Most consumer grade boards that I've seen have this connector. Don't know about server boards.
You could download the AMD magicpacket utility and try that.
http://en.wikipedia.org/wiki/Wake-on-LAN
I have seen instructions for newer consumer MB that have options in the bios for wake-on-lan regarding what triggers a wake-up. Also Power-on-by-PCI-device may have an effect.
Thank you for the reply.
Maybe I just haven't looked for the connector? It's always just worked for me. Anyway, I understand there are different "states" of power management, hibernate, suspend, standby, sleep, etc. and they are all a bit different. I am only talking about "standby". For example, I have computers that go into "standby" after fifteen minutes - the monitor shuts off, the fan shuts off and the whole thing looks dead. If I connect using VNC I can watch (and hear) the unit come back to life. When I disconnect the VNC session it goes back into standby again in fifteen minutes.

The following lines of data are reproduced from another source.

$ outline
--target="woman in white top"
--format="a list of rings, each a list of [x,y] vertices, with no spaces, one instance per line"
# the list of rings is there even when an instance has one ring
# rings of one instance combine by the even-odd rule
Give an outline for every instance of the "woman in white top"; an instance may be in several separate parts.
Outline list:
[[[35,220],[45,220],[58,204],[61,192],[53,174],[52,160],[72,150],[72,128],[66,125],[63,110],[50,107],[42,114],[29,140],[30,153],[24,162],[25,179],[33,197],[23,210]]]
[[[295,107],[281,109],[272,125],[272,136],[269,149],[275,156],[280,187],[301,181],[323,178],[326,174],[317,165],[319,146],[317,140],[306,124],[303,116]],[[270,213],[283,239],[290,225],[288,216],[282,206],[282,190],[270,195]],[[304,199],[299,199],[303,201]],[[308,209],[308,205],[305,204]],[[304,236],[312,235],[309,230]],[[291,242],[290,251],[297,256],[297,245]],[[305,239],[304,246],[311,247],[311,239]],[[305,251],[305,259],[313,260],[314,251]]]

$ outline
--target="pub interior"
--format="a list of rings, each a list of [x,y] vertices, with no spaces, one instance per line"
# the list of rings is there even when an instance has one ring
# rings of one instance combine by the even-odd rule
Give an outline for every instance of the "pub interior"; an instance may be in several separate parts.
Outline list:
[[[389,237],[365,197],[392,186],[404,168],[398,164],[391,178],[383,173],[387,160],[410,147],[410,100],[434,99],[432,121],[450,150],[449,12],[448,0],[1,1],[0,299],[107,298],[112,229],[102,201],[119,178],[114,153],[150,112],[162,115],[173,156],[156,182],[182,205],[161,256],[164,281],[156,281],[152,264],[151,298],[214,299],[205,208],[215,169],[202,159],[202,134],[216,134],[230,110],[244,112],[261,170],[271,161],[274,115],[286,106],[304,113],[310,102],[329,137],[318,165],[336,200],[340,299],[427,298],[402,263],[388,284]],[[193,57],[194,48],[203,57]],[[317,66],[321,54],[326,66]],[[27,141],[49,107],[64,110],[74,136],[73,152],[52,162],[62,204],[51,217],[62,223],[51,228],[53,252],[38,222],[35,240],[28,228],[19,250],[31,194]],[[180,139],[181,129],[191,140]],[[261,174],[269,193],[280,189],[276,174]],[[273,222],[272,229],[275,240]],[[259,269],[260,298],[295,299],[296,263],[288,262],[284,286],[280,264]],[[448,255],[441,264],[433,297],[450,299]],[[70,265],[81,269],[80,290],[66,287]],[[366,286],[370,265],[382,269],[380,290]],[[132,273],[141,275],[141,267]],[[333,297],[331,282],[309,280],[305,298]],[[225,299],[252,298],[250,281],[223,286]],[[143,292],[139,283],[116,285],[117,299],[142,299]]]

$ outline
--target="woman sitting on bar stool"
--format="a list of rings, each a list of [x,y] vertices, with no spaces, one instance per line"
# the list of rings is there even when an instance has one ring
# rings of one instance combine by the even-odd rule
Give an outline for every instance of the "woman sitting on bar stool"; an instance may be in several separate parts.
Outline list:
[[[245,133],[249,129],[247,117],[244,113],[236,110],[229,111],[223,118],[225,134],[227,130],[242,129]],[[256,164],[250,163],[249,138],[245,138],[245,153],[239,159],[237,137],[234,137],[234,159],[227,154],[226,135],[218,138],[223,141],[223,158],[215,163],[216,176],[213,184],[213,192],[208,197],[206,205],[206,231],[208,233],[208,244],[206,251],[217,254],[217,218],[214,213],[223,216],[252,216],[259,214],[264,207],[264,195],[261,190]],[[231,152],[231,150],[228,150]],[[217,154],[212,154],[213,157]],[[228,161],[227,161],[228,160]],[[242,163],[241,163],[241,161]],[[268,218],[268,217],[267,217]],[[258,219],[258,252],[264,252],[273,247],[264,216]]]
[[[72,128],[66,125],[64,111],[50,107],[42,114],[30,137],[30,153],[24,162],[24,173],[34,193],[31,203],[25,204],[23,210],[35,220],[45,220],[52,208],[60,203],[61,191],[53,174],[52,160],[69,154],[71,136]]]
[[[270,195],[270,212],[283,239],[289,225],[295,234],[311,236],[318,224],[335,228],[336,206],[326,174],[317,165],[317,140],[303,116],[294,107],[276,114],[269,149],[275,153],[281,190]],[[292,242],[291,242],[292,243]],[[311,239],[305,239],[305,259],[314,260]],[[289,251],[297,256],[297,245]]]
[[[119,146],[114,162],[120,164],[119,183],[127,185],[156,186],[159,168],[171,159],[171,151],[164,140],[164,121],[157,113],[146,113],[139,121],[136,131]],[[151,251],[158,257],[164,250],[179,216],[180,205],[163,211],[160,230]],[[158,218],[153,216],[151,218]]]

The odd thing about my situation is that I have many computers with the same software installed and they all work like this. However, the HP dc7600 fails in this capacity.
As an update to this post, I have removed all power management (BIOS, NIC) except for the OS settings on the misbehaving systems. Now they work but not correctly. They don't come to life right away, but after two or three attempts to connect they finally do allow a terminal session, their shares become available and I am able to ping them and see them on the network. - BUT - When you walk over to them, after forcing them back to life remotely, if you hit the space bar, toggle the escape key etc., they do not respond and the only way to access them locally is to push and hold in the power switch for ten seconds?
So, as you can see this is a very frustrating issue!
It must be something with this hardware and how it interacts with XP.
I'm ready to blame windows for everything and move on!